By PNA | The Daily Tribune
The Commission on Elections (Comelec) may face legal problems and public anger if millions of registered voters will be barred from voting in the 2016 elections.
Sen. Ferdinand “Bongbong” Marcos Jr. predicted trouble for the Comelec, which is persuading over 4 million registered voters to have their biometrics taken as a requirement for voting in the 2016 election.
“Imagine, more than 4 million will be disqualified from voting in the 2016 presidential and local elections because of the lack of biometrics? This invites trouble. How will the Comelec be able to convince the people that this is right? I hope the people will not get mad. But I’m afraid they surely will,” Marcos said in a statement.
Biometrics data, which includes a voter’s photograph, fingerprint and signature, is mandated by the Mandatory Biometrics Registration Act of 2013 as a requisite for voting.

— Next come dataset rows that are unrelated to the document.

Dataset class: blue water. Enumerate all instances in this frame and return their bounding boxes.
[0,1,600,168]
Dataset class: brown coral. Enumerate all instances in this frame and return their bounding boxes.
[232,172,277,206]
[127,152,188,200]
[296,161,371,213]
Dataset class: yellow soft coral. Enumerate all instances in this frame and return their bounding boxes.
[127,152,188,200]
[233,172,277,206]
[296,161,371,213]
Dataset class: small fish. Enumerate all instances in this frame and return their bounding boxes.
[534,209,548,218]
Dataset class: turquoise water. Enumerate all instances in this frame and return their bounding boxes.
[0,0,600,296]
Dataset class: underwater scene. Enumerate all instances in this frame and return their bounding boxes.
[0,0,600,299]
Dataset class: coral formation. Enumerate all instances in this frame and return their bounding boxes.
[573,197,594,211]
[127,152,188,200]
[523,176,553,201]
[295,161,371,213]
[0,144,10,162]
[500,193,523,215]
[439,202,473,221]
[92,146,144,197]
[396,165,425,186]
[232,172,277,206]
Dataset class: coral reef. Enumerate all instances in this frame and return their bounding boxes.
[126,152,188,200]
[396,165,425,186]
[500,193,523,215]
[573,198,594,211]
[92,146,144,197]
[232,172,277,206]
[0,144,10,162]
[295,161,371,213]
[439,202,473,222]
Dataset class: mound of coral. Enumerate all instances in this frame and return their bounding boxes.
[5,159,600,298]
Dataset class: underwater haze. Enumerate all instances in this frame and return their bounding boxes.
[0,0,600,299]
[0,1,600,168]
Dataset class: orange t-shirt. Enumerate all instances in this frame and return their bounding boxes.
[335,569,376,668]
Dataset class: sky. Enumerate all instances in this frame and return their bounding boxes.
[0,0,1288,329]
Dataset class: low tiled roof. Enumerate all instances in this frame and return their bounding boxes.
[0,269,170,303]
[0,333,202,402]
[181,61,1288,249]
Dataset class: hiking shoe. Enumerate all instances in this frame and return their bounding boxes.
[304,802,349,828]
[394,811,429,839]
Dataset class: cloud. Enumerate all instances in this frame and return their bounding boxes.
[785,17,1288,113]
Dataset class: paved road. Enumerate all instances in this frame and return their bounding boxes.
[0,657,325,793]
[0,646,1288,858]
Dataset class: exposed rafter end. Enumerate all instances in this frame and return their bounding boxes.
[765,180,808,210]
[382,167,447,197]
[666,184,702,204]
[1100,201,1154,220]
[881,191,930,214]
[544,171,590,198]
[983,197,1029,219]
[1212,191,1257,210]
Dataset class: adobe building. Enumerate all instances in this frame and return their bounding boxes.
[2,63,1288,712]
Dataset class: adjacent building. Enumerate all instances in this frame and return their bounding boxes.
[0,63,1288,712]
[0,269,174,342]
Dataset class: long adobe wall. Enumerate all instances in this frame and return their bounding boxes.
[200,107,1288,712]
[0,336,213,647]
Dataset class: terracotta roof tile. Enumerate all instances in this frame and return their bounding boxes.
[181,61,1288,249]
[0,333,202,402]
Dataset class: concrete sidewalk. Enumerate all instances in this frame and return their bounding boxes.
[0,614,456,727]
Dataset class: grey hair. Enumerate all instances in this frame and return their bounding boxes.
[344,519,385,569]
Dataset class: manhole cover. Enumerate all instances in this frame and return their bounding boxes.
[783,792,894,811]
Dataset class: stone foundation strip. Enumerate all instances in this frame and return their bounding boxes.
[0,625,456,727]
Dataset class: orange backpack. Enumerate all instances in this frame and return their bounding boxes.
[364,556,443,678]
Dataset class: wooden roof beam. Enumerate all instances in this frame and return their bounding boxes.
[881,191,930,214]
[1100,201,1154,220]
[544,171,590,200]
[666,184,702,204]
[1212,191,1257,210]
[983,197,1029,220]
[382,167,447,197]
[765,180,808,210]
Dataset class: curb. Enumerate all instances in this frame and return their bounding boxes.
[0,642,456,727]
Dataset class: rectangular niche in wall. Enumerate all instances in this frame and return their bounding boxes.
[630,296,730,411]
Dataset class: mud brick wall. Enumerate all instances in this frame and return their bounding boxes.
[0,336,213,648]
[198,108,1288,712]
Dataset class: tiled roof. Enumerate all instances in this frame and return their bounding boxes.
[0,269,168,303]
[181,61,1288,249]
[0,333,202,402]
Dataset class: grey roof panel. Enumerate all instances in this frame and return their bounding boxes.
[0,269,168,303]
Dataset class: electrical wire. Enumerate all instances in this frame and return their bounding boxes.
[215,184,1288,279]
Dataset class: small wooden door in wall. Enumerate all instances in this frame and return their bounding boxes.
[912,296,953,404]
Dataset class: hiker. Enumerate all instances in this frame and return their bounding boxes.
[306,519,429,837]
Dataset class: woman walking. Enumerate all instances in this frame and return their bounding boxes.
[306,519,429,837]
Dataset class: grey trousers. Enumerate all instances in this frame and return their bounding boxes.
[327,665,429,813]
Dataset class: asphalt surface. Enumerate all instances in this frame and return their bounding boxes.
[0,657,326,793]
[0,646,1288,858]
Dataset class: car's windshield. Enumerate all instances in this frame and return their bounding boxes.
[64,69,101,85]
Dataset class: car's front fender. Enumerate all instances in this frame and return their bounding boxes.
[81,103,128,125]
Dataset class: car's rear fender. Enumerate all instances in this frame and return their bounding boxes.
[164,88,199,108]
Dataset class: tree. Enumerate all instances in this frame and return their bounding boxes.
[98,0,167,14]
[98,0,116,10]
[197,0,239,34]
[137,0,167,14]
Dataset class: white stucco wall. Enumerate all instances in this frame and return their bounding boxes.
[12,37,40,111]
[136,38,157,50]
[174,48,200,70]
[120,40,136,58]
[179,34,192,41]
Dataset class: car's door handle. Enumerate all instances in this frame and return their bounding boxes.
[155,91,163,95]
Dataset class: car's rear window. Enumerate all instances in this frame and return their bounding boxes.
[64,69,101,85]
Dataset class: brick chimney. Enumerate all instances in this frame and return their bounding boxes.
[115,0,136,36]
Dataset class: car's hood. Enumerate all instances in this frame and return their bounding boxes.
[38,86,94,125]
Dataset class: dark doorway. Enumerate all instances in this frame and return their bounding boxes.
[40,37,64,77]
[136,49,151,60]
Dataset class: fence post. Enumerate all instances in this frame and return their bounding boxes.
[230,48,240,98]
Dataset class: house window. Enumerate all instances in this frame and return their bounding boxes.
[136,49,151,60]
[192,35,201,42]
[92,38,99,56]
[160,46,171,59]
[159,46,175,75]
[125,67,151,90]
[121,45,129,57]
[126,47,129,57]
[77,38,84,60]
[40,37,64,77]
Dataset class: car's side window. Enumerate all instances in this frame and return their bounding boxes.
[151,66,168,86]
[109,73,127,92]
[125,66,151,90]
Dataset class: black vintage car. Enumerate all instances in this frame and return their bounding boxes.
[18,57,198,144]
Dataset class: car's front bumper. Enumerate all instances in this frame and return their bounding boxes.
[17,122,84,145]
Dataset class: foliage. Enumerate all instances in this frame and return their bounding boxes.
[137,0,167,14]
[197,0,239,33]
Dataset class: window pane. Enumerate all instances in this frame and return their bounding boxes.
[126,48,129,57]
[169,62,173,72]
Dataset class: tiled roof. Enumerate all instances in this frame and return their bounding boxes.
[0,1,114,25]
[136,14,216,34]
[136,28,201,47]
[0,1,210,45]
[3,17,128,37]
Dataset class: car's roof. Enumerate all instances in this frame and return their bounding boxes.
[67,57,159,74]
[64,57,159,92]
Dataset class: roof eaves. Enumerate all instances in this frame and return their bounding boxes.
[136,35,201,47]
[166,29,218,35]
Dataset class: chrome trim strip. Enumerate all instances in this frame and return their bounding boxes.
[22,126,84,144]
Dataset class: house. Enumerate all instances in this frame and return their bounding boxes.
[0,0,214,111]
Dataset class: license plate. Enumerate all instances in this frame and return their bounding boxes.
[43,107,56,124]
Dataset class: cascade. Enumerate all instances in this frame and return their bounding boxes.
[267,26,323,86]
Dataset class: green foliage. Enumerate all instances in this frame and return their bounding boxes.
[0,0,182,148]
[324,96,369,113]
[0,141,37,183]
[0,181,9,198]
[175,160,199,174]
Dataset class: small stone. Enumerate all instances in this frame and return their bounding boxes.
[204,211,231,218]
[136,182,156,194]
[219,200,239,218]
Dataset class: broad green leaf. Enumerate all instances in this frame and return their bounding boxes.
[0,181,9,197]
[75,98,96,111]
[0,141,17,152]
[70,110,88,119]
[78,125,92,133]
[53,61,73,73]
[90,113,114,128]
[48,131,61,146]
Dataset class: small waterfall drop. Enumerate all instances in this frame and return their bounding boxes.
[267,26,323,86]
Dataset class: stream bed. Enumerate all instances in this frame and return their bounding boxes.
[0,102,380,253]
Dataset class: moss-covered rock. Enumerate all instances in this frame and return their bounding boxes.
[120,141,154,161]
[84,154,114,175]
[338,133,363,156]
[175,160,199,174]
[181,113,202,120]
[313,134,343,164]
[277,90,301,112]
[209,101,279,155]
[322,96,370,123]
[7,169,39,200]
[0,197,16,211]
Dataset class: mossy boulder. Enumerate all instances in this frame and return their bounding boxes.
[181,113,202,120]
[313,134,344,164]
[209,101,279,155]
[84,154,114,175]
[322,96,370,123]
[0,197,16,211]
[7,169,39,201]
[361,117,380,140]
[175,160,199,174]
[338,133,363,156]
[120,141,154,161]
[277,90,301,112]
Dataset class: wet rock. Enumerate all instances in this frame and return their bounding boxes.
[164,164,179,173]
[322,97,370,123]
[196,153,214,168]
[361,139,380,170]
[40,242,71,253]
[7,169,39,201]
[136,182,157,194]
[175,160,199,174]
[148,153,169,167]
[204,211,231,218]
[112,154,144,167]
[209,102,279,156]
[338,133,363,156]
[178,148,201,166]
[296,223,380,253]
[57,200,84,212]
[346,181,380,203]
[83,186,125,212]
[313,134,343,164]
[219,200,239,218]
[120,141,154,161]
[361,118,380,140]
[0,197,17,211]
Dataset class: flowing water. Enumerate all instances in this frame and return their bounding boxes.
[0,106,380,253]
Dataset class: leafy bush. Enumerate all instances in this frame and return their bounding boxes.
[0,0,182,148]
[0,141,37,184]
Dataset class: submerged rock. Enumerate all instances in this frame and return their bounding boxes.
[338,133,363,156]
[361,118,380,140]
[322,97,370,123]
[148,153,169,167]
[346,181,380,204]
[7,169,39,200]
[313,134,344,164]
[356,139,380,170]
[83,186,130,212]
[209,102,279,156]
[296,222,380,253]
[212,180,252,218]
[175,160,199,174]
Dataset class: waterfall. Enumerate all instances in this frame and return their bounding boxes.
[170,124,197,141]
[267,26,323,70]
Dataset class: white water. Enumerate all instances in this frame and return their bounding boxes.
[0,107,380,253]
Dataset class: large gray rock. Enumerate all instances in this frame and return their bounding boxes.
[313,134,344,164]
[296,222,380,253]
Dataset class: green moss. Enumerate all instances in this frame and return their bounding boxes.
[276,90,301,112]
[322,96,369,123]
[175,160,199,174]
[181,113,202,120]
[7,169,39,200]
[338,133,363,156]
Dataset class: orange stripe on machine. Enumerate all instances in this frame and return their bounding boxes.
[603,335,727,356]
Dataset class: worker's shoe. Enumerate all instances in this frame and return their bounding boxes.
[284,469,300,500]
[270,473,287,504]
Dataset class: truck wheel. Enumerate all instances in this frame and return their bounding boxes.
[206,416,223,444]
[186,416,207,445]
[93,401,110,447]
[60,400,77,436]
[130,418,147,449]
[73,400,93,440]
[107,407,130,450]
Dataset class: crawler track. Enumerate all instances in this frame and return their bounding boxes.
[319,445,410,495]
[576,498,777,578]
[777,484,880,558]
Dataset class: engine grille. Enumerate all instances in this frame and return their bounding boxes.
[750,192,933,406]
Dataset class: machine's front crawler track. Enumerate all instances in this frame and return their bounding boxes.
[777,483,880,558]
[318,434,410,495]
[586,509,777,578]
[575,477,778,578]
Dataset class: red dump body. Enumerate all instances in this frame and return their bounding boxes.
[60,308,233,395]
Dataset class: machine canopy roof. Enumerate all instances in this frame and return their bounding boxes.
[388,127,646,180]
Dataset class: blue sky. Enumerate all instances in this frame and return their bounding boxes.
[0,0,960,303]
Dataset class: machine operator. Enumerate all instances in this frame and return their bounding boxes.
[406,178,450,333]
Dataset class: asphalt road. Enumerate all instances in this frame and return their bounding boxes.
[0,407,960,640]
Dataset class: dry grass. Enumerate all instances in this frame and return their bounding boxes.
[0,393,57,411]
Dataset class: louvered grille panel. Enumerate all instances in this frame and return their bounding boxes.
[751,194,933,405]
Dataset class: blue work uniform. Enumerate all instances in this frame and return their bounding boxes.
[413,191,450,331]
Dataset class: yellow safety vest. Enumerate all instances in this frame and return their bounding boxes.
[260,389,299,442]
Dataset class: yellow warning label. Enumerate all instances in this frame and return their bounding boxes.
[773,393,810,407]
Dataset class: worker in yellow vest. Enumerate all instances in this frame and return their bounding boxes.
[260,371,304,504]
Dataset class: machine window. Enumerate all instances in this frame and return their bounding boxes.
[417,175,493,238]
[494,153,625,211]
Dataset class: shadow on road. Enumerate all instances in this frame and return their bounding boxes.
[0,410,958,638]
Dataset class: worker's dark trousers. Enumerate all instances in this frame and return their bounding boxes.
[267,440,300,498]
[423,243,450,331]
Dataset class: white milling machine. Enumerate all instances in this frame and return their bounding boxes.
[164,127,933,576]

The poll body has started sending letters to encourage registered voters to have their biometrics taken, under threat of being delisted from the voters’ roster.
“We all know how passionate the Filipinos are about the elections. I wouldn’t be surprised if those who would be disqualified from voting will give the Comelec nightmares like cases in courts or social actions,” Marcos said.
Marcos echoed the Comelec’s appeal for the electorate to have their biometrics taken and even urged local government units to boost the poll body’s effort.
“I think local officials can help a lot because their constituents look up to them. Kapag sinabi nila sa kanilang nasasakupan na magpa-biometrics kayo, palagay ko susunod sila,” he said.
Meanwhile, the Supreme Court (SC) has affirmed that the power of the Commission on Elections (Comelec) to investigate and prosecute cases for election offenses is beyond question.
In an en banc resolution promulgated by Clerk of Court Enriqueta Vidal, the SC said that the Comelec Law Department was right when it pushed for the investigation of former Biliran Rep. Glenn Chong and Worthy Acosta for violation of Section 261 (z) (21) of Batas Pambansa Bilang 881.
On the basis of affidavits issued by Sixto Brillantes, Jr., then chairman of the Comelec, and Acosta, to the effect that petitioner, Margarita “Tingting” Cojuangco, Melchor Magdamo, and Agusto Lagman had direct participation in the trespassing, illicit removal and tampering of official ballots from ballot boxes in Baguio City, the Comelec Law Department filed the assailed complaint against Chong and Acosta.
After the May 2013 elections, Acosta, his then employer Cojuangco, Chong, and other persons, most of whom were candidates who lost in the 2013 elections, frequently met at the residence of President Benigno S. Aquino III’s aunt to discuss alleged election fraud and massive cheating during the 2013 and 2010 automated elections.
This move led to the issuance of subpoena on Chong by the Comelec Law Department allegedly informing them of the complaint and directing them to submit counter-affidavit.